Scalability and Performance Tom Eastep 2006 Thomas M. Eastep Permission is granted to copy, distribute and/or modify this document under the terms of the GNU Free Documentation License, Version 1.2 or any later version published by the Free Software Foundation; with no Invariant Sections, with no Front-Cover, and with no Back-Cover Texts. A copy of the license is included in the section entitled GNU Free Documentation License.
Introduction The performance of the shorewall start and shorewall restart commands is a frequent topic of questions. This article attempts to explain the scalability issues involved and to offer some tips for reducing the time required to compile a Shorewall configuration and to execute the compiled script.
Host Groups In this article, we will use the term host group to refer to a set of IP addresses accessed through a particular interface. In a Shorewall configuration, there is one host group for: Each entry in /etc/shorewall/interfaces that contains the name of a zone in the first column. Each entry in /etc/shorewall/hosts. As you can see, each host group is associated with a single zone.
Scaling by Host Groups For each host group, it is possible to attempt connections to every other host group; and if the host group has the routeback option, then it is possible for connections to be attempted from the host group to itself. So if there are H host groups defined in a Shorewall configuration, then the number of unique pairs of (source host group, destination host group) is H*H or H2. In other words, the number of combinations is the square of the number of host groups and increasing the number of groups from H to H+1 adds H + H + 1 = 2H + 1 additional combinations.
Scaling by Zones A similar scaling issue applies to Shorewall zones.
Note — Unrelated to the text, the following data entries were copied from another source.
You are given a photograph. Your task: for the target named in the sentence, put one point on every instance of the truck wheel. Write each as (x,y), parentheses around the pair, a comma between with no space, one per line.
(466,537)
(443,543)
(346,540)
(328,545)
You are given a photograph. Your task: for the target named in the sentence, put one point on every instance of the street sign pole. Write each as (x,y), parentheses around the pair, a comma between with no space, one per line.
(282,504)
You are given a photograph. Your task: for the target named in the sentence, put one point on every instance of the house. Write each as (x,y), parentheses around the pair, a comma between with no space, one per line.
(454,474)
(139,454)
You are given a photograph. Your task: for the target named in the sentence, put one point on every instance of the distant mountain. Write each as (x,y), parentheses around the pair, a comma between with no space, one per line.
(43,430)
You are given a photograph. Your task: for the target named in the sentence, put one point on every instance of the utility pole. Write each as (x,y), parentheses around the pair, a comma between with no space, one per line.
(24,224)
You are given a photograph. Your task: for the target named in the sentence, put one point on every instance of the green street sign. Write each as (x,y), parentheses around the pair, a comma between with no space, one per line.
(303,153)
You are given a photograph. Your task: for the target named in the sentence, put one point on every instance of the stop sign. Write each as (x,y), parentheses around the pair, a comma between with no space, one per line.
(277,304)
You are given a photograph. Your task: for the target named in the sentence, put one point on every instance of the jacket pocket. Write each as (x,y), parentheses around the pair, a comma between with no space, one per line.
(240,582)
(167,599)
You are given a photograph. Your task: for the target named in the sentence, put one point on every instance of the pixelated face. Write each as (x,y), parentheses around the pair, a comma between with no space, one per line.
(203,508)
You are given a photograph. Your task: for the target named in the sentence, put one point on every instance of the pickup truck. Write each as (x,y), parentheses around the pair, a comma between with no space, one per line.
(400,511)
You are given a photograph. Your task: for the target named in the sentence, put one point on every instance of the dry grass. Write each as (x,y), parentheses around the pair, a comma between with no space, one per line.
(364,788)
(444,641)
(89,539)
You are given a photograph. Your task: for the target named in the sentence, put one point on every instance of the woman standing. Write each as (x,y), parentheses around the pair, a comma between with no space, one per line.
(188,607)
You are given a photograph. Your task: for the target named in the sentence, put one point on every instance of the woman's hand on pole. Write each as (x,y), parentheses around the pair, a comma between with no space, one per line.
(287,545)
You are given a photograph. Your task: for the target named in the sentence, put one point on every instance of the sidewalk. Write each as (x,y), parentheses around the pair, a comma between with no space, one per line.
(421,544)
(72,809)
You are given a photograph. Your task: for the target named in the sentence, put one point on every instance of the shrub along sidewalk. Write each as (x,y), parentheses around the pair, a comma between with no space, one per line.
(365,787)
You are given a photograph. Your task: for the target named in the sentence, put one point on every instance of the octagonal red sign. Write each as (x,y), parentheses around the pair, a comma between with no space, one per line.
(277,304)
If there are Z zones, then connections may be attempted from a given zone Zn to all of the other zones (including to Zn itself). Hence, the number of combinations is the square of the number of zones or Z2.
Scaling within the Shorewall Code Shorewall is written entirely in Bourne Shell. While this allows Shorewall to run on a wide range of distributions (included embedded ones), the shell programming environment is not ideal for writing the compiler portion of Shorewall. As a consequence, the code must repeatedly perform sequential searches of lists. If a list has N elements and a sequential search is made for each of those elements, then the number of comparisons is 1 + 2 + 3 + .... + N = N * (N + 1 ) / 2. So again, we see order N2 scaling.
Improving Performance Achieving good performance boils down to two things: Use a light-weight shell and fast hardware. Especially in the compiler, a light-weight shell such as ash or dash can provide considerable improvement over bash. With all of the order N2 scaling that is implicit in the problem being solved, it is vital to keep N small. So while it is tempting to create lots of zones through entries in /etc/shorewall/hosts, such configurations always perform badly. In these cases, it is much better to have more rules than more zones because the performance scales linearly with the number of rules whereas it scales geometrically with the number of zones. Another tip worth noting has to do with the use of shell variables. Suppose that the following appears in /etc/shorewall/params: HOSTS=<ip1>,<ip2>,<ip3>,...<ipN> and suppose that $HOSTS appears in the SOURCE column of M ACCEPT rules. That would generate a total of N * M iptables ACCEPT rules. On the other hand, consider the following:
/etc/shorewall/actions: AcceptHosts /etc/shorewall/action.AcceptHosts: #TARGET SOURCE DEST PROTO DEST SOURCE ORIGINAL RATE # PORT PORT(S) DEST LIMIT ACCEPT $HOSTS
If the M ACCEPT rules are now replaced with M AcceptHosts rules, the total number of rules will be N + M.